SHOW NOTES: Forgot about the podcast? I know I did, but I decided to break my six month silence to present a brief dramatic recitation from the Scooter Libby indictment. Maybe next time I'll tell the story about the Quaker Oatmeal ad, but this is a political weekend, and this is your only warning. (3:40 duration) I'll add the direct link when it actually shows up...with BlipMedia/Rizzin, that could take awhile.
 
|| Eric 8:00 PM#

Thursday, October 27, 2005

DISINGENUOUS: Such an interesting thing I saw on Fox News the other day (well, actually, a clip of Fox News on the Colbert Report, because I have self-respect), where they were talking about the American death toll in Iraq reaching 2,000. Somehow, they got the idea to compare that number to the American dead in Vietnam, Korea, World War II, and Desert Storm. A really smug, condescending, patronizing idea, so in that respect it's par for the course from the Bill O'Reilly Channel. I can do math, you glib jerks. I can also realize that we're not fighting an opposing government like all those other wars; we're fighting loosely-organized hit-and-run maniacs, so the numbers, if anything, are actually more frightening. Not a country, just a collective of guys.

It makes no difference, because you're still dancing on graves, as if a death toll is a high score on a video game. As if a lost life doesn't really matter if it's not in bulk, like a huge box of Cheerios at Costco. Go on, you Fox twinkies, tell the kid who lost his father that it's not that bad. "Your dad died in a desert town halfway around the world, and his body was mutilated and dragged through the streets while thousands cheered, but HEY, it's no big deal. At least he wasn't 50 dead guys."

As long as that number keeps climbing, you can't say things are getting better over there (hell, over here) and not be a liar. We took away Saddam and the torture rooms, but in their place the Iraqis got daily car bombings, erratic or nonexistent essential services, As the cherry on the sundae, our very presence indirectly set up friendly conditions for the people we swore we were trying to stop. We didn't give the Iraqi people something "better", we just gave them a different kind of bad.

When George W. Bush took office, a lot of us started talking about how long it would take for him to find an excuse to invade Iraq. Once we adjusted to the new world after the 9/11 attacks, we knew he was going to find an excuse to attack Iraq. And dammit if he didn't. And now, there are over 2,000 Americans dead three years after Our Fearless Leader said the mission was accomplished. If we add civilian fatalities and the dead foreign contractors to those number (and let's face it, they never do), the human toll goes up quite a bit.
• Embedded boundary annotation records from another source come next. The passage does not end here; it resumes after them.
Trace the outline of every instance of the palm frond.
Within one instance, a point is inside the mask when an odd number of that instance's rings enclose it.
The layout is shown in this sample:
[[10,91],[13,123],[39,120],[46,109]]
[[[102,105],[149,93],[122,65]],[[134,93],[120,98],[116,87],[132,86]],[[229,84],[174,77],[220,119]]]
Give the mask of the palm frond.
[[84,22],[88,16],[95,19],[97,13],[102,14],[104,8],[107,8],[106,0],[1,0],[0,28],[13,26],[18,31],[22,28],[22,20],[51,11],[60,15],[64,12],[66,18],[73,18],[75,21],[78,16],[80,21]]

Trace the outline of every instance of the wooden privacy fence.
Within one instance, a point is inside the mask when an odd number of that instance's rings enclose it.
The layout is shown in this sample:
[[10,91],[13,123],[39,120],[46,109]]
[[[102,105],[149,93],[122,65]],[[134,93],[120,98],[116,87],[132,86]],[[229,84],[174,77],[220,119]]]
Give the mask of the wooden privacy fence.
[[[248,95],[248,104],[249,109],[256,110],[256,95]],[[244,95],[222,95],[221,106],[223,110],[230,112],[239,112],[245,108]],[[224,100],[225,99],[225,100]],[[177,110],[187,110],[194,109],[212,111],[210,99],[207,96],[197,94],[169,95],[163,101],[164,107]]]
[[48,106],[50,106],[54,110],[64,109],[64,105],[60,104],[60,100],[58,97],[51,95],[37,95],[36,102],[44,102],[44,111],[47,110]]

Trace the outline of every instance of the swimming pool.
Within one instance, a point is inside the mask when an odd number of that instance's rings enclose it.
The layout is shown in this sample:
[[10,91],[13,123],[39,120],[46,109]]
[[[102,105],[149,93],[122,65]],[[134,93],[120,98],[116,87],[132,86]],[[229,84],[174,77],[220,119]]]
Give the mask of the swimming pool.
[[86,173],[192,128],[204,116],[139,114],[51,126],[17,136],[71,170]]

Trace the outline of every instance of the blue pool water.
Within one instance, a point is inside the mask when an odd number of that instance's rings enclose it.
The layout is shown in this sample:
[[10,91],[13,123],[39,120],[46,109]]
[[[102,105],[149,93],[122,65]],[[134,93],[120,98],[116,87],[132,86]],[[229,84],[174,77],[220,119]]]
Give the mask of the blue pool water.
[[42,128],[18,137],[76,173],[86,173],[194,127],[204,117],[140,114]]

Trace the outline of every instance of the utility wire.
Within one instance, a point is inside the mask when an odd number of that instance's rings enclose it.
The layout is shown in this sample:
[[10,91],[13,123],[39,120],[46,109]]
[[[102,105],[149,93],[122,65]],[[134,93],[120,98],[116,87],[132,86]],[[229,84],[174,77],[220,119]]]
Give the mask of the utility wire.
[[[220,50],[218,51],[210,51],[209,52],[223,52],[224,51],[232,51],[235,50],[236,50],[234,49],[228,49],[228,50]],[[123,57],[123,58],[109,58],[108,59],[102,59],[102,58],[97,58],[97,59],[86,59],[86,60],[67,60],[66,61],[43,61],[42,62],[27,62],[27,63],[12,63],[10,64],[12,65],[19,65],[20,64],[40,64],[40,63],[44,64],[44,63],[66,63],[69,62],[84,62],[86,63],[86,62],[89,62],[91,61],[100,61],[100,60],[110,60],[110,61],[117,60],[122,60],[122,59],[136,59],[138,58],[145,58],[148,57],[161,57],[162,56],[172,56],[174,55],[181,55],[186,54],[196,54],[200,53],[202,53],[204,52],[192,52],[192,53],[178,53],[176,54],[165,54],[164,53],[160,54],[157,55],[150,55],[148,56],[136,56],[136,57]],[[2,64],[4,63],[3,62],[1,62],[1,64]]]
Dubya says "we fight them over there so we don't to fight them over here." Well, that's a moot point since tens of thousands of us are "over there", more of us are getting sent "over there" every day, and we're getting killed "over there". If we're still getting killed for being Americans, does it really matter where we get killed? The vapid jerks on Fox and Friends didn't even touch on that, they just blame the liberal media, but again, it's moot because the liberal media didn't kill those people.

Yes, I know, when it comes to people dying, I keep coming back to their deaths. What a concept. I refuse to play games with war dead, and I don't respect any "news organization" who does so as part of anything as utterly useless as political spin.

If the Iraqi military action is a mistake, and it seems that more people believe that now than ever, even one death for a mistaken cause is too many.

I'm sure I'll be coming back to this quite a lot, but first, I have to get my natural sense of irrelevancy back. The hit counter should be as good a way as any to do that.